The work is in its final phase, said Dan McQuisten, the county’s facilities manager.
“In general, the scope of the project or the intent of the project was to address some long-term deterioration in the stone facade that surrounded the steps at the courthouse and it’s been a long, ongoing project over the last several years,” McQuisten said.
The project has a $65,000 budget, and McQuisten said he’s not yet sure whether the county will spend the entire amount.
Workers over the past several years have replaced other sets of steps at the Courthouse, 1995 Third St.
McQuisten said the facade, made of a type of compressed volcanic ash known as tuffstone, which was quarried near Pleasant Valley between Baker City and Durkee, has deteriorated over the decades due to the ravages of weather.
“For lack of a better term, it’s rotted out,” McQuisten said.
The tuffstone is also used in several other historic buildings, including Baker City Hall and St. Francis de Sales Cathedral.
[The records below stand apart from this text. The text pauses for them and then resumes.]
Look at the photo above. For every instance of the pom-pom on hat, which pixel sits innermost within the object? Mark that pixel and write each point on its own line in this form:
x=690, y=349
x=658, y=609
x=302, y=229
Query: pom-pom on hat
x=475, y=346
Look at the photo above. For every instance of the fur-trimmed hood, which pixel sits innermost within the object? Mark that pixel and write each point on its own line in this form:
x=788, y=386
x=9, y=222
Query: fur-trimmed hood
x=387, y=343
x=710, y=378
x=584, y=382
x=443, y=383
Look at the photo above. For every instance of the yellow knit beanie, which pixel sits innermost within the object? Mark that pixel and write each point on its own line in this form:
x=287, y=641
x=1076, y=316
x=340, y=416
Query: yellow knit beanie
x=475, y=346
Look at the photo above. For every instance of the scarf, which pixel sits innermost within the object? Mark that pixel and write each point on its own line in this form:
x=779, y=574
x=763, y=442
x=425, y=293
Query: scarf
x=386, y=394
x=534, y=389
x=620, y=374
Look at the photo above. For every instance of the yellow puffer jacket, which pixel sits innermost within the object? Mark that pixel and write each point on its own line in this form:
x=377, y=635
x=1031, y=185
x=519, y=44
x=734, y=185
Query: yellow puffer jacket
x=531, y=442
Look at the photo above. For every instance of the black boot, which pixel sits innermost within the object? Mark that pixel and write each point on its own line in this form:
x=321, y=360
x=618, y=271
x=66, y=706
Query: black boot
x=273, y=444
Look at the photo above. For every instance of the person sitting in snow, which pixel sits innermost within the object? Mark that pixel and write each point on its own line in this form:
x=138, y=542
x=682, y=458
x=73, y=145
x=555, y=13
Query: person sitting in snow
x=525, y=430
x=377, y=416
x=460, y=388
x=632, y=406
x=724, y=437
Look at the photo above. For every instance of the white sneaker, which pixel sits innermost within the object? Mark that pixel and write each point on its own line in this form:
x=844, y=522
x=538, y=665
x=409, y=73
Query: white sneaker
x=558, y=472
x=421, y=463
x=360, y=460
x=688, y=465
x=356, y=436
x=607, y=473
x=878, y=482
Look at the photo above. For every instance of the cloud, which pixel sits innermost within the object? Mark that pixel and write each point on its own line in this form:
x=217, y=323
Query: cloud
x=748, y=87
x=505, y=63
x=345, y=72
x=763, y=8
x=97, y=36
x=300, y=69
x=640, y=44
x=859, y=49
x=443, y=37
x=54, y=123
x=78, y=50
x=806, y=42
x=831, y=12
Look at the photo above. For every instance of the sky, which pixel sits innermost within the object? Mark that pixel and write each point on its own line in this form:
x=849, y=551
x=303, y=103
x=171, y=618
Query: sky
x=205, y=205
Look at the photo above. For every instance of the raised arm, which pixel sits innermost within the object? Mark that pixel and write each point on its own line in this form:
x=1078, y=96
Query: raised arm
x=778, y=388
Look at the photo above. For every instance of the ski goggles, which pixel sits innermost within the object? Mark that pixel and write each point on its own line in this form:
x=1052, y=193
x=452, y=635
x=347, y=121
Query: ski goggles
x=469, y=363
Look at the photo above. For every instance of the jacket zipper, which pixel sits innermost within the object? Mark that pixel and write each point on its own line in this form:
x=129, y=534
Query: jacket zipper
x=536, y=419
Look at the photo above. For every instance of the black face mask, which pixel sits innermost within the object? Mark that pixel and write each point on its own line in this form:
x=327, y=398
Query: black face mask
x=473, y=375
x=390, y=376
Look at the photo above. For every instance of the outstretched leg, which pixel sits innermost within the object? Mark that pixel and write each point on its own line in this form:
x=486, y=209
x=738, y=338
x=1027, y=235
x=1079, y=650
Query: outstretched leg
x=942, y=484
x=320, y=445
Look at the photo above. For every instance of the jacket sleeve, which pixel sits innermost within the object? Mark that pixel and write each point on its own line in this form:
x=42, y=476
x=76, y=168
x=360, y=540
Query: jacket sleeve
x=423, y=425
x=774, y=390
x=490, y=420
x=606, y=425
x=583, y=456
McQuisten said the Courthouse, finished in 1909, is mainly built of brick, steel and wood on a concrete foundation.
“When you look at the courthouse, you see this (tuff) stone all over, you think it’s a stone building,” he said. “But really, what you’re looking at would be thick stone siding. It’s literally just a facade on the exterior part of the building.”
The deterioration of the tuffstone facade around the steps threatened the integrity of the structures, McQuisten said.
The county sought to find replacement materials similar to the originals, he said.
Workers have removed the granite steps below the main entrance, on the east side of the Courthouse, as well as the underlying material that was wicking moisture and accelerating the deterioration.
With everything dried, workers are installing new steps and facade stone.
“Hopefully that will be another 100 plus year fix,” McQuisten said.